Met deze cmdlet wordt geen uitvoer gegenereerd, tenzij u de parameter PassThru opgeeft. Met PassThru- met Pad of LiteralPath wordt een PathInfo--object gegenereerd dat de nieuwe locatie vertegenwoordigt. Met PassThru- met StackName wordt een PathInfoStack--object gegenereerd dat de nieuwe stackcontext vertegenwoordigt.

Notities

  • De cmdlet Set-Location is ontworpen om te werken met de gegevens die door elke provider worden weergegeven. Als u de providers wilt weergeven die beschikbaar zijn in uw sessie, typt u Get-PSProvider. Zie about_Providersvoor meer informatie.

    Een stack is een lijst waarin alleen het laatst toegevoegde item kan worden geopend. U voegt items toe aan een stapel in de volgorde waarin u ze gebruikt en haalt ze vervolgens op voor gebruik in de omgekeerde volgorde. Met PowerShell kunt u providerlocaties opslaan in locatiestacks. PowerShell maakt een niet-benoemde standaardlocatiestack. U kunt meerdere benoemde locatiestacks maken. Als u geen stacknaam opgeeft, gebruikt PowerShell de huidige locatiestack. Standaard is de niet-benoemde standaardlocatie de huidige locatiestack, maar u kunt de Set-Location cmdlet gebruiken om de huidige locatiestack te wijzigen.

  • Als u locatiestacks wilt beheren, gebruikt u de *-Location cmdlets als volgt:

    • Gebruik de cmdlet Push-Location om een locatie toe te voegen aan een locatiestack.

    • Gebruik de cmdlet Pop-Location om een locatie op te halen uit een locatiestack.

    • Als u de locaties in de huidige locatiestack wilt weergeven, gebruikt u de parameter Stack van de Get-Location-cmdlet. Als u de locaties in een benoemde locatiestack wilt weergeven, gebruikt u de parameter StackName van Get-Location.

    • Als u een nieuwe locatiestack wilt maken, gebruikt u de parameter StackName van Push-Location. Als u een stack opgeeft die niet bestaat, Push-Location de stack maakt.

    • Als u een locatiestack de huidige locatiestack wilt maken, gebruikt u de parameter StackName van Set-Location.

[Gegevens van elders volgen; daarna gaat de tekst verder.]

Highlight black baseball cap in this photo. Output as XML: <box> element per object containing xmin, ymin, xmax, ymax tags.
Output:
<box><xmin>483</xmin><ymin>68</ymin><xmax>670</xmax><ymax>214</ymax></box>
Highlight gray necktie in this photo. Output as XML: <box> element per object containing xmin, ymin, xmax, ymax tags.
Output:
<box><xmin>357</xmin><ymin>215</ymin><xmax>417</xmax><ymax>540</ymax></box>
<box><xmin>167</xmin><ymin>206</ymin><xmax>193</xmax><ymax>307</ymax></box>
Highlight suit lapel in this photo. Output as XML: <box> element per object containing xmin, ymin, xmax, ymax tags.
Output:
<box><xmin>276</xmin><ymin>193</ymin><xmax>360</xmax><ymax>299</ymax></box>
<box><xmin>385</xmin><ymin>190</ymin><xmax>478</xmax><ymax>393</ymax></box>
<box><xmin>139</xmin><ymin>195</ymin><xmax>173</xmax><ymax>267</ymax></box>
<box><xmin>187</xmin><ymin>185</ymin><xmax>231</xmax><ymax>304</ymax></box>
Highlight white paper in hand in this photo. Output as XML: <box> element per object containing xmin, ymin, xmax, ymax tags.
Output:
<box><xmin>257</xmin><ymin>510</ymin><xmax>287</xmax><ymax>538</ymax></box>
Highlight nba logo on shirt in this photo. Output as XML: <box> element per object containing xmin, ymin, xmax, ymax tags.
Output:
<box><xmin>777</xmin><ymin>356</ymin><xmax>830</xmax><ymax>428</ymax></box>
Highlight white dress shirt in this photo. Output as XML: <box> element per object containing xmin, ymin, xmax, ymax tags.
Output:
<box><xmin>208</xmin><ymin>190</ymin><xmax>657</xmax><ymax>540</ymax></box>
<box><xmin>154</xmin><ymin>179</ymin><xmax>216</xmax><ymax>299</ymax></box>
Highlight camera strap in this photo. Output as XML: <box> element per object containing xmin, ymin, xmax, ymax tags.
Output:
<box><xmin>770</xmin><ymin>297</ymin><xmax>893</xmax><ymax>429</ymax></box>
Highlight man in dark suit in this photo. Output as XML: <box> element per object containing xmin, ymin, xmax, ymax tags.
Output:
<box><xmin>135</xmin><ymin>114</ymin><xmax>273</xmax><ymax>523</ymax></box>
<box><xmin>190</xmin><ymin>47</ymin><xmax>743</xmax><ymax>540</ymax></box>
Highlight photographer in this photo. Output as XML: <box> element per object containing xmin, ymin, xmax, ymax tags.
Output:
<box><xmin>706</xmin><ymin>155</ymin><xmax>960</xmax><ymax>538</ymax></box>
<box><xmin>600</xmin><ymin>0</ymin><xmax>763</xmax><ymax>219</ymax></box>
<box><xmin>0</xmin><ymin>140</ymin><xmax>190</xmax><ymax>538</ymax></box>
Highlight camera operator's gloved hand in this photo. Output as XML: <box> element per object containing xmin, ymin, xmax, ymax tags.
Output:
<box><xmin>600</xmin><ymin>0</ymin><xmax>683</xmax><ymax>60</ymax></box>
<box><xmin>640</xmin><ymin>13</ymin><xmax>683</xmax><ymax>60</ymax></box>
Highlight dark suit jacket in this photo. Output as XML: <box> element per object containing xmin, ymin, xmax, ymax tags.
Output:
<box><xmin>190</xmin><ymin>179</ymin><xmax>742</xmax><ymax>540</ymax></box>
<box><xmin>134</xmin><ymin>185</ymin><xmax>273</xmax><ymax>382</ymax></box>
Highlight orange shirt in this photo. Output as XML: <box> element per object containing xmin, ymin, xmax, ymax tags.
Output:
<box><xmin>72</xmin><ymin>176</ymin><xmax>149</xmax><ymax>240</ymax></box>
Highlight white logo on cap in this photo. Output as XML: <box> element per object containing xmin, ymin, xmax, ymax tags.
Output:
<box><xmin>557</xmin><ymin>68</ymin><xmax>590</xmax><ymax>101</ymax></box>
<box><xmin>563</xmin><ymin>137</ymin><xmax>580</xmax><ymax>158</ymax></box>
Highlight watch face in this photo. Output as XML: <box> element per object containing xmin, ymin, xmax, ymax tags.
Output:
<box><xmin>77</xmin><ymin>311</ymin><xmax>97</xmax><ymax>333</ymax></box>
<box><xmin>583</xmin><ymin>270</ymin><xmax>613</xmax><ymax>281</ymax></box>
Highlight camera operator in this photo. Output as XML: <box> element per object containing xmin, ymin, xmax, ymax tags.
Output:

      De niet-benoemde standaardlocatiestack is alleen volledig toegankelijk als het de huidige locatiestack is. Als u een benoemde locatiestack maakt, kunt u de huidige locatiestack niet meer gebruiken Push-Location of Pop-Location cmdlets toevoegen of ophalen uit de standaardstack of Get-Location gebruiken om de locaties in de niet-benoemde stack weer te geven. Als u de niet-benoemde stack de huidige stack wilt maken, gebruikt u de parameter StackName van Set-Location met een waarde van $null of een lege tekenreeks ("").